Under a cashback individual voluntary arrangement promotion, Stake will credit users with the VAT amount taken from their submitted deposits under the new measure enforced in the market in February.
The operator, which entered Colombia’s licensed market in 2023, said it wanted to reduce the impact of the new VAT measure which is set at 19% of every deposit made.
The VAT measure was first suggested last year but attempts to introduce it were stopped in December. The government reintroduced it on 12 February with emergency legislation issued in an updated bill, (Decree No 0175), that had previously eliminated online gambling’s VAT exemption.
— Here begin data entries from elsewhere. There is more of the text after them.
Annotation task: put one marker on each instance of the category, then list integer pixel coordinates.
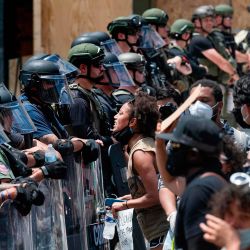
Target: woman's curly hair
(147, 114)
(221, 201)
(241, 93)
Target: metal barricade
(73, 191)
(15, 230)
(48, 223)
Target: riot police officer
(208, 49)
(223, 19)
(181, 33)
(44, 84)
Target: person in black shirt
(194, 154)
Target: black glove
(55, 170)
(90, 151)
(17, 161)
(39, 157)
(64, 147)
(28, 194)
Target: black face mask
(177, 162)
(124, 135)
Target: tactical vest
(218, 42)
(181, 82)
(97, 114)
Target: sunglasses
(96, 64)
(133, 32)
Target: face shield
(111, 46)
(118, 75)
(3, 137)
(14, 118)
(65, 67)
(149, 38)
(54, 89)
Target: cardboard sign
(168, 121)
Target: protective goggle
(133, 32)
(240, 179)
(96, 64)
(111, 46)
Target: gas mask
(245, 115)
(201, 109)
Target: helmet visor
(149, 38)
(111, 46)
(55, 89)
(119, 75)
(3, 137)
(65, 67)
(15, 118)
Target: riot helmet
(203, 11)
(156, 17)
(224, 14)
(85, 39)
(180, 27)
(13, 116)
(134, 62)
(105, 42)
(128, 25)
(43, 79)
(224, 10)
(150, 39)
(115, 72)
(88, 54)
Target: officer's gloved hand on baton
(90, 151)
(54, 170)
(28, 194)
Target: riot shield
(48, 223)
(94, 204)
(119, 168)
(73, 190)
(15, 230)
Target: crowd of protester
(188, 183)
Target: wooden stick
(169, 120)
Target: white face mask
(245, 115)
(201, 109)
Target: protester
(135, 126)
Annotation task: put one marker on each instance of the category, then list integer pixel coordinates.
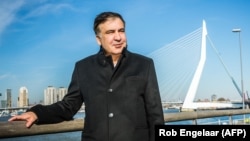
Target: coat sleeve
(62, 110)
(153, 101)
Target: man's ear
(98, 40)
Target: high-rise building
(8, 100)
(52, 94)
(61, 93)
(23, 100)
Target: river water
(76, 136)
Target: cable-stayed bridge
(179, 66)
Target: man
(119, 89)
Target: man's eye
(109, 32)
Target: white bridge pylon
(189, 104)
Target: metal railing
(18, 129)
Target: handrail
(18, 129)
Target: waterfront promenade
(17, 129)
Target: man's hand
(29, 117)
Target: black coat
(122, 103)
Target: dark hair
(103, 17)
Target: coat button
(111, 115)
(110, 90)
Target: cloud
(48, 9)
(8, 9)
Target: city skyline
(40, 41)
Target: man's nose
(117, 36)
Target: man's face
(112, 36)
The VAT requirement came into force 22 February.
Stake general country manager in LatAm Diana Otálora said it did not want the tax to impact players’ experience with Stake.
“That’s why we have to adapt to the government’s measure regarding the 19% tax and comply with the required deadlines. Therefore, we are adopting internal measures so that our customers can continue playing without being affected by this situation,” she said in a statement on 25 February.
The operator entered the Colombian market through the acquisition of Betfair Colombia in 2023.
Colombian VAT
Colombia’s gambling trade body, Asojuegos, warned last September that the VAT could make the market “unviable” for operators and warned that players would turn to illegal markets as a result.
“If VAT is applied, the return to the player would be reduced from 93% to 71%-75%, which would cause players to migrate to illegal or international platforms that are not subject to these tax burdens,” Asojuegos president Juan Carlos Restrepo warned.
The tax has been brought in to help cover expenses related to ongoing violent disturbances in the Catatumbo region of Colombia. Roughly 80,000 people have been displaced in the region, according to the United Nations, due to armed conflict between the Colombian government and FARC-EP combatants.
Speaking to iGB earlier this month, local lawyer Juan Camilo Carrasco, a partner at Bogota law firm Asensi Advogados, said it was imperative operators were given the time necessary to both modify and recertify their systems. “It’s kind of like pushing the operators into the fence,” Carrasco explained to iGB.
“You need to collect these taxes, but you [don’t have the capability]. But if you don’t pay taxes, then you commit a crime. If you start collecting taxes after amending the system without approval of the regulator, then you’re breaching the law.”